I then discuss the possibility of, and propose a method for constructing hatched line drawings based solely on the basis of the extent the faces are lit or shadowed. Result of this investigation is the conclusion, that such an approach mostly suits three dimensional objects constructed of large scale planar faces. Such are models of the ambient world of a 3d scene or pieces of architectural.
It is obvious that such models do not cover the range of all possible applications of non-photorealistic rendering. This brings forth the motivation to explore the possibility of creating a set of hatch lines on a surface based on its geometrical properties. Such fundamental metrics on a surface are the principal curvatures, and the direction they belong to, the principal directions.
At the time of the inception of the thesis I was not aware how broad the subject of differential geometry is. For a working understanding of the basic concepts and tools a large mathematical apparatus is required, some elements of which do not make up the core curriculum of software engineering BSc education. Without having a grasp of the underlying concepts the formulas for curvature are hardly applicable. This matter is made worse by a considerable percentage of available text on the subjects. Some concentrate more on manipulating the formulas, than to reveal the implied meaning. Some others are clearly not aimed at undergraduate level of studies.
To provide a solid basis for working with surfaces, I attempt to give a broad survey of differential geometry's principles with a focus on the geometric meaning. For this I have studied several texts, compared the different approaches to the various problems, and where necessary I have given additional geometric insight. To first familiarize myself and the reader with the concepts of curvature and torsion the subject of planar and space curves is discussed. Much of the results of this chapter is necessary and relevant to surfaces. After a brief overview of differentiability, differentials of maps, and self adjoint transformations, the notion of regular surfaces is defined. This is the basis for developing the first and second fundamental forms of the surface. These are the tools that are essential for describing the local properties defining geometry.
It is shown, that the second fundamental form is a self adjoint linear map. A such under certain restrictions it has minimum and maximum values, that can be obtained by finding its eigenvalues and eigenvectors. It is also shown that these eigenvectors form the principal directions and they provide comfortable means for describing the surface locally.
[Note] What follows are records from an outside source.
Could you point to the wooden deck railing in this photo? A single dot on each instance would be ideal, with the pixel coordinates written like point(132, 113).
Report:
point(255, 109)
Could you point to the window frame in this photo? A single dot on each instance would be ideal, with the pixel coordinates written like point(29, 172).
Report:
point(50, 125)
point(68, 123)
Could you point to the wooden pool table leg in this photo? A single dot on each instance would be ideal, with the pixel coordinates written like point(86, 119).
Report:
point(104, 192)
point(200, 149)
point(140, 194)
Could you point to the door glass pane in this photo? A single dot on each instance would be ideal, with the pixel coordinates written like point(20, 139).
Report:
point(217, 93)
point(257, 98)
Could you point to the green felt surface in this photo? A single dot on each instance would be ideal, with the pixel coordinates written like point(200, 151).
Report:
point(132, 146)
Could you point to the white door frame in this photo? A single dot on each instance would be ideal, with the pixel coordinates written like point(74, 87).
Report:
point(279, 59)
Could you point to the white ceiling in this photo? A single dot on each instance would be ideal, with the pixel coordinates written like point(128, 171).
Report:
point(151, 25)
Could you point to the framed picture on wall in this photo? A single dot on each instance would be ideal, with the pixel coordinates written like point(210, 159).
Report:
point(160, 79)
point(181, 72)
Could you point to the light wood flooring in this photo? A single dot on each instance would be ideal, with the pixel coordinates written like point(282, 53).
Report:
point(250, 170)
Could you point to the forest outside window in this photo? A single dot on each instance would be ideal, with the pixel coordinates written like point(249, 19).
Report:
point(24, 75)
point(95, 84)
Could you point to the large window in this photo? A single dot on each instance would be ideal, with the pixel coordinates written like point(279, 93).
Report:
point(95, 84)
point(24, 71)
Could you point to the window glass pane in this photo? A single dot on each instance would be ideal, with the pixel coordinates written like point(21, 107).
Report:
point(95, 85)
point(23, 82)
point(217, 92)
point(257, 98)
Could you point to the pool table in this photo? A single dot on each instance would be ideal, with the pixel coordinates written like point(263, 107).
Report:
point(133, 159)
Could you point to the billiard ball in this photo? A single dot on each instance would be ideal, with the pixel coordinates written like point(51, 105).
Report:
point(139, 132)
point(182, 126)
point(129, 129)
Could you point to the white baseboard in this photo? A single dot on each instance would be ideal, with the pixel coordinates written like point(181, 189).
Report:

Methods of differential geometry are suitable for continuous surfaces. For the discrete case, such as the rather ubiquitous triangle meshes, methods have to be devised to use the tools of the fundamental forms. After a brief overview of papers on the subject a method is proposed for approximating curvature at the vertices of the mesh.
These chapters give the bulk of the thesis. In the concluding chapter details of a concrete implementation are detailed with additional suggestions on handling the contour and displaying cast shadows.